Ela comentar sobre Dimitri, fez meu coração começar a acelerar de forma frenética.
–Você sabe onde está se metendo... — Janine disse calmamente, enquanto ajeitava uma mecha do meu cabelo castanho, atrás da minha orelha.
–Eu sei mãe. — A verdade era que eu não sabia muito bem, como explicar, que isso era um sonho pra mim. Explicar, que eu era a mulher mais feliz do mundo nesses últimos meses ao lado das pessoas que amo. Que sim, minha vida não era mais perfeita, por falta dos amigos e família perto. Mas mesmo assim, eu estava feliz. Feliz principalmente, por que apesar de todas as barreiras. De todas as dificuldades, eu estava lá, ao lado do homem que eu amava e estava, carregando um filho dele.
–Eu sei que você o ama... — Janine disse, olhando bem fundo nos meus olhos. — Eu sei que ele também te ama... — Suas palavras eram sinceras, mas seu sorriso vacilou. — Mas.. Rose...
–Não, mãe. — Jacoalhei seus braços fracamente. — Você faz idéia do que eu ando passando? — Apontei minha barriga. — Eu estou correndo do mundo por ele. Para mante-lo a salvo. Assim, como Dimitri. — Acariciei minha barriga e minha mãe, acompanhou com o olhar. — E a senhora está preocupada com nossa reputação? Com o que vem depois? — Lhe lancei um olhar desesperado. — Isso não importa mais pra mim. — Sorri, encarando minha barriga. — O que existe agora é meu filho. E é por ele, que eu vou até o inferno se for preciso.
–Sabe.... — Minha mãe começou em ar sonhador. — Eu pensava assim, quando estava grávida de você.
–Sério? — perguntei curiosa. Nunca havíamos tido realmente uma conversa sobre isso.
–Sim...Mas infelizmente, meus sonhos foram esmagados, quando eu briguei com seu pai e as obrigações falaram mais alto. — Janine virou de costas para mim. Ela estava evitando meu olhar. — Sabe, Rose... Eu até me arrependo de ter te abandonado tão cedo....Mas era algo que eu precisava fazer.
–Toquei seu ombro, quando entendimento passou por mim. Eu não iria crucificar mais minha mãe, pelos anos de austência. Principalmente, quando no final das contas, ela estava apenas sendo ela mesma. Uma guardiã. Eu não fazia idéia de como minha vida iria ser dali para frente, mas uma coisa eu havia aprendido. Viver um dia de cada vez.
–Bom...- quando ela se virou para mim, a vi rapidamente enxugar uma lágrima. — Vim buscar você. Seu noivo já deve estar lá embaixo.
Sorri para ela, enquanto me puxava para a porta. Uma outra batida, nos chamou a atenção.
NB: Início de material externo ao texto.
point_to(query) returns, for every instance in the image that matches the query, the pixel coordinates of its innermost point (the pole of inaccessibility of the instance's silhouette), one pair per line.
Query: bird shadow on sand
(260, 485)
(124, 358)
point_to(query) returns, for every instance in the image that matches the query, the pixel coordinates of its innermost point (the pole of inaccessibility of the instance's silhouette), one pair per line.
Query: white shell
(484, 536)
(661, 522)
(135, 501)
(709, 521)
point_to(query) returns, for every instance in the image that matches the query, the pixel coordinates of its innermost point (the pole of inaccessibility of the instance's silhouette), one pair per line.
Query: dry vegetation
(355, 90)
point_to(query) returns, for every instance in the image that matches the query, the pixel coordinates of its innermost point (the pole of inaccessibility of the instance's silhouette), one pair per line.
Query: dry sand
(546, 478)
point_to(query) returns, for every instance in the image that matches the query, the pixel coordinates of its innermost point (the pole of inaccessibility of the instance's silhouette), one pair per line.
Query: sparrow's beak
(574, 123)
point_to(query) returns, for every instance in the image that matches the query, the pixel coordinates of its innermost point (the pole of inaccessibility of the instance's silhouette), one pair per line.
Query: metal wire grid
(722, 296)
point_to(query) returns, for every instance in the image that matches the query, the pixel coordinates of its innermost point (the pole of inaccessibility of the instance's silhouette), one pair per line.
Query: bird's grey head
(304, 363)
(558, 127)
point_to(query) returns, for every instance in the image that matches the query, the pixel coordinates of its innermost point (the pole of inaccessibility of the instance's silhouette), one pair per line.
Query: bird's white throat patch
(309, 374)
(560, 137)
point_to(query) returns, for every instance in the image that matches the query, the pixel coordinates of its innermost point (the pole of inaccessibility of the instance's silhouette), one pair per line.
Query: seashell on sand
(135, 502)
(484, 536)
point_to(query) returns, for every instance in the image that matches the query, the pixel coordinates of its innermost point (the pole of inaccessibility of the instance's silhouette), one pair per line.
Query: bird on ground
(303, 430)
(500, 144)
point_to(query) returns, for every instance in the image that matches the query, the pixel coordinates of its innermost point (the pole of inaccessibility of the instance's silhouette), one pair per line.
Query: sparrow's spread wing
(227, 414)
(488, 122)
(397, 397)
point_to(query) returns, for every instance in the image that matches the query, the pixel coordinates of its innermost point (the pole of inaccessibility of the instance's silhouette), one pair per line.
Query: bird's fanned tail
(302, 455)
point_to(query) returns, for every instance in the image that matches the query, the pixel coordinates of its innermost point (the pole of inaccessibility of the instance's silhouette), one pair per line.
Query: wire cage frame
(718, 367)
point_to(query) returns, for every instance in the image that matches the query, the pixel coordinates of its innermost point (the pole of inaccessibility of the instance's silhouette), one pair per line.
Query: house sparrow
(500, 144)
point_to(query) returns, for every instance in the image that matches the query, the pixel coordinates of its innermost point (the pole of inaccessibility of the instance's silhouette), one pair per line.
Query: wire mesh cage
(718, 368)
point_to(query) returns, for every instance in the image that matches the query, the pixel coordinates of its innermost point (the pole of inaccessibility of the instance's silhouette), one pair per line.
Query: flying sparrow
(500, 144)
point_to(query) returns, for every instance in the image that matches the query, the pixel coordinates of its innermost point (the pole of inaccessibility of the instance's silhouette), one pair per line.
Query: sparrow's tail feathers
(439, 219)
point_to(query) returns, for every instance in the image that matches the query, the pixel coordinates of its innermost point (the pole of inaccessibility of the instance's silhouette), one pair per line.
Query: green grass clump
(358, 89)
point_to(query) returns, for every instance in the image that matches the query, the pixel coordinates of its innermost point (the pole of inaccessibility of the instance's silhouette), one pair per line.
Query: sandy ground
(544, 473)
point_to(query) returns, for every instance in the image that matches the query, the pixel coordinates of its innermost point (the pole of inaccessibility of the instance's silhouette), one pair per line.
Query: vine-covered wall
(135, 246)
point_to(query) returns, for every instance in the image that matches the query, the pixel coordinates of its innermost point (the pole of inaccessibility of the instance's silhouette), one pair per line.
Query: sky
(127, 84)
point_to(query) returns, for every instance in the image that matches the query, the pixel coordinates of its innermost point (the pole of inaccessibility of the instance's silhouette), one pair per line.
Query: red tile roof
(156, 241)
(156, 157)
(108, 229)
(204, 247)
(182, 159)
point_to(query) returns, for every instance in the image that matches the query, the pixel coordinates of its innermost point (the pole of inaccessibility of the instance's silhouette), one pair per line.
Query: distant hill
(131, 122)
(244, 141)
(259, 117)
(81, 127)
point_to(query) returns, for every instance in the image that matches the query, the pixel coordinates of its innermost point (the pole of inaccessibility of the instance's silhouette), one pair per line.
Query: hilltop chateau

–Filha? — Abbe colocou somente seu nariz pontudo, para dentro do cômodo. — Posso entrar?
–Você está mesmo pedindo permissão? — Franzi o cenho, enquanto o via entrar, com um lindo buquê de rosas brancas.
–Eu vim te levar para o altar. — Abbe ajeitou graciosamente sua gravata borboleta.
–Você está um gatão heim. — Sorri marota para ele, que me ofereceu seu braço.
–Sabe filha, eu estou orgulhoso de você. — Sua sinceridade, havia me pego desprevenida.
–Por eu me casar? — Perguntei confusa. Já havíamos saido, para o corredor.
–Não. — ele rapidamente corrigiu. — Orgulhoso por você ter se tornado, a mulher que é. Uma guerreira.